Decision tree (follow top to bottom):
- Score HALT. If all four items ≤3 → proceed with plan but set a 30-minute check-in.
- If any single item ≥6 → apply the corresponding immediate fix (eat, breathe/move, connect, rest). Re-score after the fix.
- If after the fix one item remains ≥6 or craving ≥7 → choose one of these actions:
- Delay or leave the environment while you stabilize.
- Contact anyone on your rapid-support list within 5 minutes; use a scripted message.
- Use a pre-planned coping strategy (30-minute walk across the block, call a sponsor, attend a meeting).
- If you cant reach support and symptoms persist → go to a clinic, urgent care, or busy public place; if you feel at risk of using or overdose, call emergency services immediately.

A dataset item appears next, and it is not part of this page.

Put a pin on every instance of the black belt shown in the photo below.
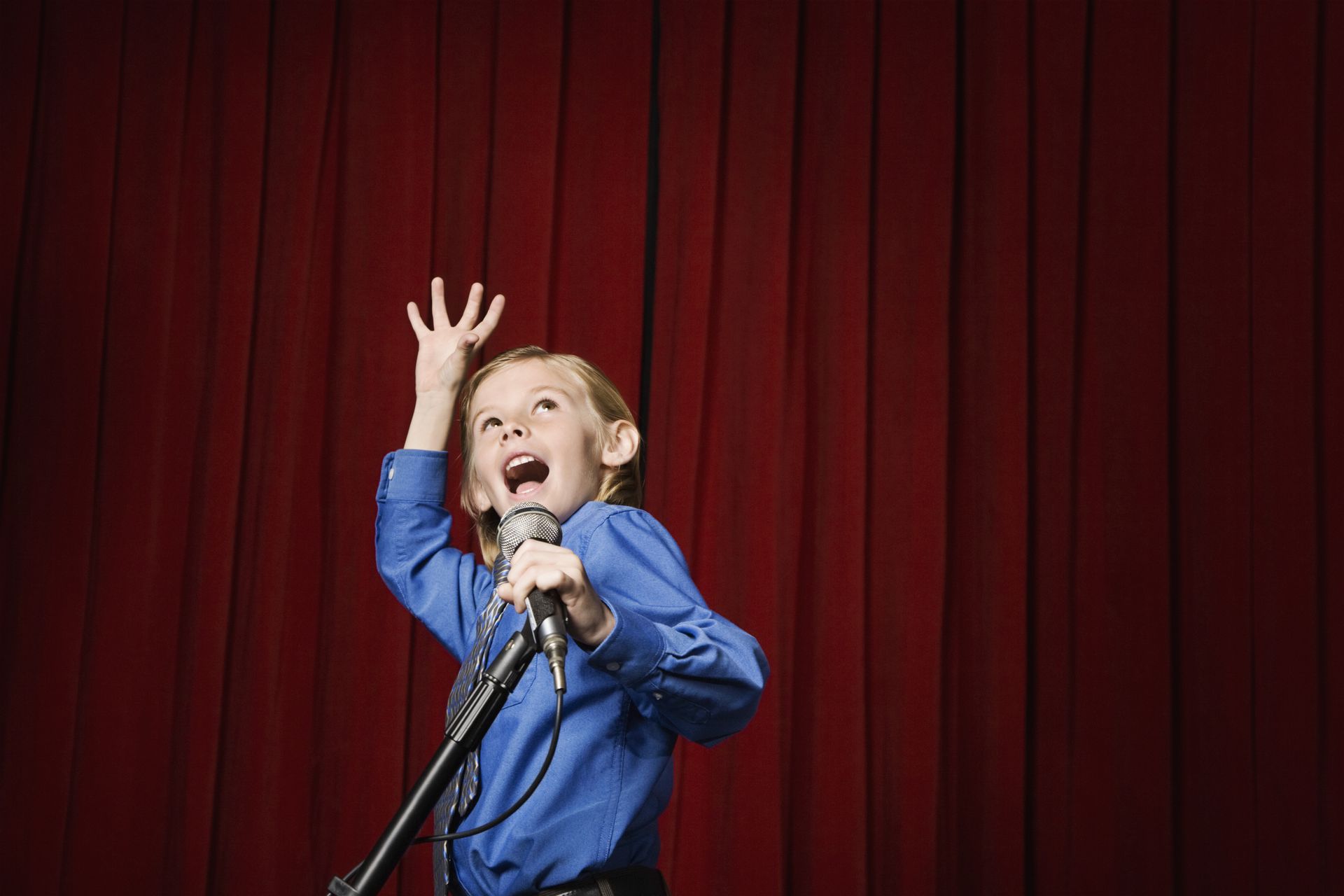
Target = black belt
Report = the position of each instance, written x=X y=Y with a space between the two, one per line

- After stabilization: compare today’s entry with previous entries, note triggers and cognitive distortions, and update your plan along with your counselor or recovery specialist.
- Use both short-term fixes and longer-term changes: adjust sleep and nutrition, register neighborhood supports, and schedule weekly clinical or peer check-ins for chronic risk patterns.
- Keep a one-page printout of this checklist in your wallet and a digital copy where you can access it quickly; use simple language used by anyone on your support list so they can help fast.
- Track frequency of audits and outcomes across 30 days; if you see rising scores or repeated warning incidents, seek cognitive-behavioral therapy or a medical review for medication-assisted treatment.
- This article supplies the audit framework; adapt amounts, contact names, and triggers to your plan and share changes with your specialist.
- Accept setbacks as data: log them, learn what led to leaving a risky place, and strengthen the specific response you needed next time.
Keep the audit practical, update it weekly, and use it before entering any situation where you might feel tempted or at risk of relapse – consistent use reduces impulse-driven decisions and supports recovery beyond isolated moments.